Он не слышал. Лицо его было сердитым, но это могло быть и реакцией на мое появление и часто встречающимся выражением работающего человека.
Я повторил его имя, и он повернул ко мне голову. Потом молча отвернулся и снова принялся за сцепление.
– Дуэйн, мне надо с тобой поговорить.
– Иди отсюда. Просто иди отсюда, – он по-прежнему не смотрел на меня. Я пошел к нему.

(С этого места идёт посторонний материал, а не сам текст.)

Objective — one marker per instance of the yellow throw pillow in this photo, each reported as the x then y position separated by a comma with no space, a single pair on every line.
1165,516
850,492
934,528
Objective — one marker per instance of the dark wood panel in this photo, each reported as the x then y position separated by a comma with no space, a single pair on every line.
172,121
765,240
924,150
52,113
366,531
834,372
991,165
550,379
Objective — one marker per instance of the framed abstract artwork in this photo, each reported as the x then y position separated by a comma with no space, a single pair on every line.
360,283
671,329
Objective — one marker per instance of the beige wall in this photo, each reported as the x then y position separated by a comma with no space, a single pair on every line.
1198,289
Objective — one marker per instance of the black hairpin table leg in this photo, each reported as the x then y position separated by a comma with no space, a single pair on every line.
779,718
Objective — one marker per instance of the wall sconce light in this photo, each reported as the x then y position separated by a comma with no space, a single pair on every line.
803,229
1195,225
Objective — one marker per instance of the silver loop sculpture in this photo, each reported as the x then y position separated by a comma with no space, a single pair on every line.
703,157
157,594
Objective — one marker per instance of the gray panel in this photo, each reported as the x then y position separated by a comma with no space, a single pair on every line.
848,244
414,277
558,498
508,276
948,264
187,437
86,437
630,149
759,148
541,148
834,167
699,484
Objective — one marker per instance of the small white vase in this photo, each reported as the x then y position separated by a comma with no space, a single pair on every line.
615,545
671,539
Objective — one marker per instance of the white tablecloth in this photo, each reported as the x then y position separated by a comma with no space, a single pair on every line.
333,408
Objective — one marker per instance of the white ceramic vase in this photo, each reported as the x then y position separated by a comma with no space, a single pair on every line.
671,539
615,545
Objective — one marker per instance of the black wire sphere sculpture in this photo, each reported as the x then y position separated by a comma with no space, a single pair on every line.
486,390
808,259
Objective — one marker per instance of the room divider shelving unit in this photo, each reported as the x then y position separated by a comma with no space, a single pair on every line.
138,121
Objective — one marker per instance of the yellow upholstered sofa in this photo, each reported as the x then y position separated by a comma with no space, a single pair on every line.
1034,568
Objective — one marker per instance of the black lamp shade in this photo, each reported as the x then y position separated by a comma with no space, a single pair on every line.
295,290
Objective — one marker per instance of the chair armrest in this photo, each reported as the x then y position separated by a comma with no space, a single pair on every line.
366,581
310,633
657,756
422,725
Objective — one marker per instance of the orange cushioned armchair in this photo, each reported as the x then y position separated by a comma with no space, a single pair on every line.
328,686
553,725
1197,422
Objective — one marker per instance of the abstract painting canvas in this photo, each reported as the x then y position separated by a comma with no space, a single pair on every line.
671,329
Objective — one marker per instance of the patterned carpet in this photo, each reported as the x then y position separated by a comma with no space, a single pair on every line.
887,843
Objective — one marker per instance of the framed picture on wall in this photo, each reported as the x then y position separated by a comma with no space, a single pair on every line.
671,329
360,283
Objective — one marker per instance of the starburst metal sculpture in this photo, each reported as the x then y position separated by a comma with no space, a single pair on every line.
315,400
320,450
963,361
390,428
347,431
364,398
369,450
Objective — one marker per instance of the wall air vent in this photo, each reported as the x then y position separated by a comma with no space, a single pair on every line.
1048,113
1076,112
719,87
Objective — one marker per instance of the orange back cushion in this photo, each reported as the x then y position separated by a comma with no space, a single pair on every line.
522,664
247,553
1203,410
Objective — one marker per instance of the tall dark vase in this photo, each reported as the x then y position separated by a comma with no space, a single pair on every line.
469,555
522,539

– Черт побери! – выругался он, когда я был от него в пяти шагах.
– Что случилось?
– Чертово сцепление, вот что, – буркнул он. На рубашке у него виднелись пятна пота, а на лбу красовалась черная полоса. – С горы старый М еще едет, а вот в гору... впрочем, какое тебе до этого дело? Ты, должно быть, думаешь, что сцепление – это что-то из Шекспира.
– Должно быть.
– Так вот, мне пришлось разобрать всю эту дрянь по винтику и смазать как следует, а от одного этого уже можно свихнуться.
– Да уж.
– И все равно батареи уже почти сели, провода сгорели к черту, еще когда я ездил с ними на пикапе, и вообще все скоро накроется.
– Да, наверно.
– Так почему бы тебе не пойти поломать еще какую-нибудь мебель и не оставить меня в покое? – он привстал и начал регулировать ключ.
– Мне нужно кое о чем с тобой поговорить.
– Нам не о чем говорить. После того, как ты вел себя в церкви, тут никому не о чем говорить с тобой. Во всяком случае сейчас.
Я молча стоял и смотрел, как он откручивает какую-то гайку, кладет ее рядом с собой на газету, опять лезет с ключом в сцепление и разражается руганью.
– Что там еще?
– Все забилось грязью, не вижу резьбы, – его сердитое лицо снова повернулось ко мне. – И то же самое будет через неделю. Опять придется его чинить, – он принялся счищать грязь длинной отверткой. – Ну может хоть грязи будет поменьше.